Thinking I am this temporary body, I become attached to the relationships of the body, and the possessions of the body, but these relationships and possessions are temporary so they do not endure. I suffer when they are destroyed or pulled from me, whether one at a time or all at once, at death.
It is a pretty grim diagnosis. But knowing the disease is the first step in a cure.

On receiving this diagnosis of materialism, and being informed that in a healthy state happiness was both natural and eternal, my sense of relief was enormous.
I had thought that lasting happiness was impossible; and that I was lacking somehow overreacting, unable to pull on the blinkers and just cruise through.
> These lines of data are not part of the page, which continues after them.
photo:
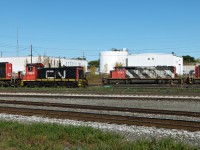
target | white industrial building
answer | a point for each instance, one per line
(19, 63)
(156, 59)
(109, 59)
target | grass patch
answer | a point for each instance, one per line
(15, 135)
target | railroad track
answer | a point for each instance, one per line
(104, 108)
(118, 119)
(109, 97)
(108, 118)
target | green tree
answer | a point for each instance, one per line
(188, 59)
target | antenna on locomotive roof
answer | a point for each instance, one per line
(31, 54)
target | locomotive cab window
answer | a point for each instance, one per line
(30, 68)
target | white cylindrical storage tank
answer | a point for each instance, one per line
(109, 59)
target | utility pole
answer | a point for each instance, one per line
(17, 44)
(31, 54)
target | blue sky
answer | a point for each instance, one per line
(69, 28)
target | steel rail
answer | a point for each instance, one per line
(117, 119)
(105, 108)
(100, 97)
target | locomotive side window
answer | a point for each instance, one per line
(30, 68)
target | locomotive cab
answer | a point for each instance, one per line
(32, 71)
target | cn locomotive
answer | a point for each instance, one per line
(150, 75)
(36, 75)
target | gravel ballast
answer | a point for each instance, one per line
(130, 132)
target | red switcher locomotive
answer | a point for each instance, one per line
(38, 76)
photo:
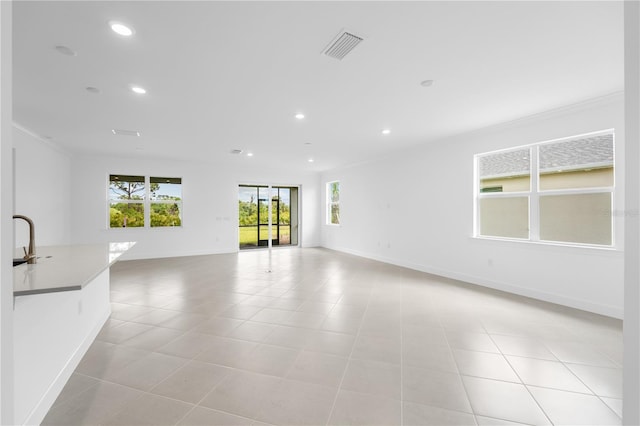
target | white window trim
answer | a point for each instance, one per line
(146, 201)
(534, 194)
(330, 203)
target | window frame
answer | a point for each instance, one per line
(146, 201)
(534, 194)
(330, 203)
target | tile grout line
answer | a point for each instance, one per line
(344, 373)
(520, 378)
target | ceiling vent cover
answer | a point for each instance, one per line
(344, 43)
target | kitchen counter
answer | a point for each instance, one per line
(65, 268)
(60, 304)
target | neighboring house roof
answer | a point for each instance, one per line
(573, 154)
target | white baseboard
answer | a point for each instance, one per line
(585, 305)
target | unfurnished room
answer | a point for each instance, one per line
(320, 213)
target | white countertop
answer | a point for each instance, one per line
(64, 268)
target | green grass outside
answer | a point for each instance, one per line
(248, 235)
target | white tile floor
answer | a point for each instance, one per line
(328, 338)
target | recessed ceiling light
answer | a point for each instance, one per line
(139, 90)
(66, 50)
(120, 28)
(122, 132)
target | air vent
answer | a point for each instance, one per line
(121, 132)
(342, 44)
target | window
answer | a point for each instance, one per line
(140, 201)
(557, 191)
(333, 203)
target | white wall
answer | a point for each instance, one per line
(6, 223)
(42, 190)
(631, 382)
(210, 205)
(415, 209)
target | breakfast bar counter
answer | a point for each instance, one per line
(60, 304)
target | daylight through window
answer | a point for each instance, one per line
(333, 203)
(141, 201)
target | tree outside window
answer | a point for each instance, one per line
(135, 201)
(333, 203)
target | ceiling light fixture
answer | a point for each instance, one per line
(122, 132)
(64, 50)
(139, 90)
(120, 28)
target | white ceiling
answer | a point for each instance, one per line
(226, 75)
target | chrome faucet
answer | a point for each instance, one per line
(30, 255)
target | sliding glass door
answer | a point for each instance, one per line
(254, 220)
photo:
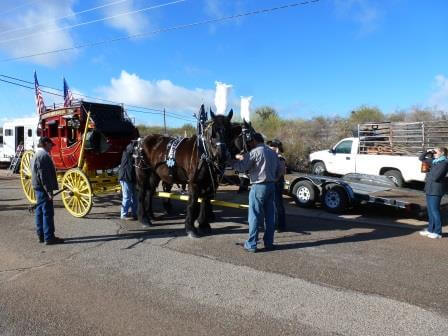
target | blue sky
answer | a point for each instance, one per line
(316, 59)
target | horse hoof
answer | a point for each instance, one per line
(146, 222)
(192, 234)
(205, 230)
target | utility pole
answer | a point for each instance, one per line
(164, 119)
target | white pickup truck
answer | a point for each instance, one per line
(344, 158)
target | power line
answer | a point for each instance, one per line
(17, 7)
(172, 28)
(93, 21)
(63, 17)
(132, 109)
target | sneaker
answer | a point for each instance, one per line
(424, 233)
(54, 241)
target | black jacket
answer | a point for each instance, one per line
(43, 173)
(436, 182)
(127, 169)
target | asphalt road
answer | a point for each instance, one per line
(328, 277)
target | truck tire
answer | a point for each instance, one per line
(395, 176)
(335, 199)
(319, 168)
(304, 194)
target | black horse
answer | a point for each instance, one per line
(198, 162)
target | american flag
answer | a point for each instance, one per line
(40, 106)
(68, 96)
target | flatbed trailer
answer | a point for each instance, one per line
(340, 194)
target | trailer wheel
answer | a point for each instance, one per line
(319, 168)
(395, 176)
(335, 199)
(304, 194)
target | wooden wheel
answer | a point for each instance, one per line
(25, 176)
(77, 194)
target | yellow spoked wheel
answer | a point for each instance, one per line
(77, 194)
(25, 176)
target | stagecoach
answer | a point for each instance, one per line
(89, 140)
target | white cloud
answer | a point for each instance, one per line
(439, 97)
(363, 12)
(133, 90)
(39, 13)
(132, 23)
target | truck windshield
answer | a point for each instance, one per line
(345, 147)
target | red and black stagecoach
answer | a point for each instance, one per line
(89, 141)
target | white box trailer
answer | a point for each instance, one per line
(16, 132)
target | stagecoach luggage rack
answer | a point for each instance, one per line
(402, 138)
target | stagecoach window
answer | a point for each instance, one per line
(53, 129)
(71, 136)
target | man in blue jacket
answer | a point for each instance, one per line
(435, 187)
(127, 178)
(44, 181)
(264, 171)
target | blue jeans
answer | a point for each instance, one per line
(261, 211)
(129, 199)
(435, 221)
(280, 222)
(44, 215)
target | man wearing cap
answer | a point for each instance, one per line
(264, 170)
(44, 181)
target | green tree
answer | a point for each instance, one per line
(266, 112)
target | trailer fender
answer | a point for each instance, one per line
(336, 198)
(346, 187)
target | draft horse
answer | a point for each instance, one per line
(199, 162)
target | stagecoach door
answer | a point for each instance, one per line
(19, 133)
(52, 130)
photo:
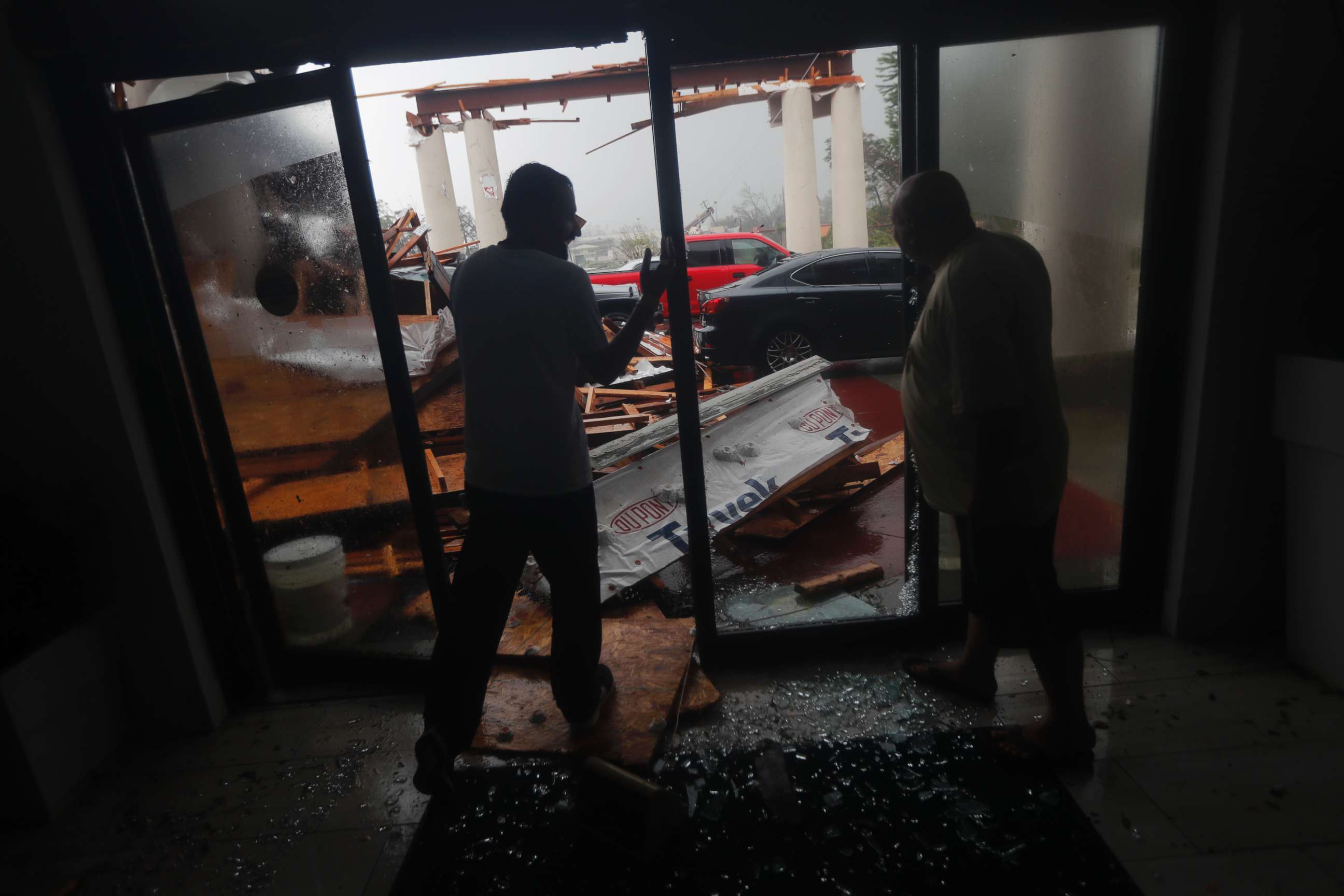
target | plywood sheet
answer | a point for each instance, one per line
(327, 494)
(776, 523)
(650, 661)
(530, 625)
(699, 694)
(272, 408)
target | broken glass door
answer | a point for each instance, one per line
(1050, 137)
(803, 444)
(287, 349)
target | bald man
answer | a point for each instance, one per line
(988, 435)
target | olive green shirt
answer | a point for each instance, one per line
(983, 343)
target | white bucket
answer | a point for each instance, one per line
(308, 581)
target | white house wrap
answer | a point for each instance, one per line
(764, 446)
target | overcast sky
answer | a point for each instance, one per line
(720, 151)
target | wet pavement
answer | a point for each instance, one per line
(1218, 772)
(929, 813)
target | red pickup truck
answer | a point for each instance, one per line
(713, 261)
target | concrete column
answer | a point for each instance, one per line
(487, 185)
(802, 212)
(439, 202)
(848, 191)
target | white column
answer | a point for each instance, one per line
(802, 212)
(487, 185)
(848, 192)
(439, 202)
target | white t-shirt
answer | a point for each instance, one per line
(523, 319)
(983, 343)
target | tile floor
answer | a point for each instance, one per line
(1218, 772)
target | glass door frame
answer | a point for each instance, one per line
(334, 85)
(1148, 465)
(1170, 230)
(920, 149)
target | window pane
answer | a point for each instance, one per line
(831, 472)
(705, 253)
(752, 251)
(886, 268)
(264, 221)
(1050, 139)
(846, 271)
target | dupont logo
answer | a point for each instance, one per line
(641, 516)
(819, 418)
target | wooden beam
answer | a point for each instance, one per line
(436, 473)
(711, 409)
(861, 574)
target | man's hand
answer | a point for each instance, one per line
(609, 363)
(655, 283)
So knowing there was a cure made me feel immediately better, despite the fact that the cure was not yet effected.
And since then it has been a gradual process of improvement, based on how much I put the lifestyle changes and the medicine of meditation into practice.
Getting a diagnosis of Hashimoto’s, and knowing there is easy treatment, if not a cure, has been a similar relief, although insignificant compared to the relief of understanding that my spiritual unhappiness was due to being, so to speak, spiritually diseased.
Sometimes this metaphysically diseased condition is described as being like a fish out of water, trying to be happy in a medium that is not my natural home, trying to breathe air when I was designed to breathe water.
So while my dear friend, who is reading this, has found my awareness of the difficulties in this world almost morbid, my response to being reminded of such problems, the problems associated with breathing air when water is my natural environment, is to more intensely experience the relief from my fear and anxiety, anger and depression.
Knowing that I was drowning showed me that I was not crazy for thinking I was! This calls for an inquiry to find the valid reason for being uncomfortable, even suffering, in such an unnatural environment.
It is not me that is the problem, it is just where and how I am living. There is a solution. And being aware of the symptoms keeps me on my toes, taking the medicine.